17 thoughts on “Benchmark Mortgage Drops to One-Year Low, Odds of a Hike: Nil”
    1. Which calls to mind the Coyote, running in place off the cliff, suddenly aware of his predicament, trying to save himself by unloading that anvil he’s been carrying around…

      1. Well, we don’t have anything like the data to make that sort of joke. It’d for sure lead to higher housing prices though.

          1. Lower rates equals lower payments for the same loan amount and vice versa. And for cash buyers lower rates lowers the opportunity cost for their cash and vice versa. So it would stand to reason that lower rates would push up home prices all things being equal. But I haven’t seen any studies that show a good correlation between rates and prices.
            You could speculate on a few reasons though. Rates themselves may be reflecting the economic outlook. So rates may be low or ultra low exactly because we are in recession or the markets may feel that the future outlook for economic growth is weak. Real (inflation adjusted) rates may be more relevant than nominal rates (though if this were the only factor it would easily be corrected for in studies) and more generally the spread between general interest rates and mortgage rates may change. Time’s may change, anecdotally people have started to focus more on the mortgage payment amount vs the home price. Momentum and buyers future home price expectations can play a big role.
            In short, all other things are far from equal.

  1. My bank contacted unsolicited and told me they wanted to lower my rate. Not a refi but just please take it please. I guess they want to keep my mortgage and though I was likely to refi with someone else

    Jumbo rates are now 3.387% so I am about to contact them

    1. same here. I have a 3.9 , and my broker said he can get me down to 3.5 without a fee. extra $350/mo which covers my HOA. very cool

        1. Someone (Banks, Fannie Freddie, investors,..) is holding all these loans at these super low interest rates. Good for them in the short term if rates keep falling, but could be very troubling if rates rise longer term

          1. I’m sure a lot of them end up at the Fed. While the Fed is no longer increasing the size of its MBS portfolio (which it built up during the prior rounds of QE) it is reinvesting the principal that matures (either from time or refi’s) back into MBS.

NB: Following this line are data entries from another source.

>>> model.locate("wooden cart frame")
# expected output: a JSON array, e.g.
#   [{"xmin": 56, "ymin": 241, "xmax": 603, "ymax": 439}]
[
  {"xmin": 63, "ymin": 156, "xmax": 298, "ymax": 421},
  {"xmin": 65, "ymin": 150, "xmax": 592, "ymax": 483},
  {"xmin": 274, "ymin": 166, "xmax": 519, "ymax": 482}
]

  2. We don’t appreciate how well we have things in California in particular and in the US. The ROW is much further down the recessionary slide scale and every country wants to devalue vs. the dollar. All of our exports become more expensive and imports cheaper… The Fed raising rates only exacerbates the dollar strengthening.

    The upshot as noted above, is that the enfranchised owners keep winning. (re-fi, re-fi, re-fi) If the SF real estate market slows down, it seems rather unlikely to be due to rising borrowing costs. Good for owners/flippers/developers.

  3. “All of our exports become more expensive and imports cheaper”

    In other words, tough luck for people who make actual things. Unfortunately, the market for fake things (eg disruptive donuts on demand ™) is going down the drain, too. Who knew that an economy needed more parts than just bottomless VC capital, koder kidz packed in shoeboxes, and bartenders to serve them?

    1. Most people know that. Janet Yellen (praise Jesus) can’t set a short term interest rate for San Francisco that is different than for the rest of the country. If she could, we would all be better off in aggregate, and there would be more affordable housing and fewer feverish facebookers from the far east falling on our fair forum.

      Maverick’s is tomorrow. Ride the wave or stay on the shore, but don’t whinge about those in the fray. Zerohedge misses you.

      1. Price is a reflection of supply and demand. If SF rent is $200 instead of $3300, we could have millions of people coming to SF and we will have a 100 times of problem for “available housing” even if we have solved the “affordable housing” problem by limiting rent to $200 per month.

        “Available housing” is what we need. If the $200 per month housing are all occupied, all of the newly arrived San Franciscans would have to become homeless even if they are as rich as Zuckerberg.

  4. “disruptive donuts on demand”…..I can’t stop laughing, Two Beers sums up the current market for fake things very nicely.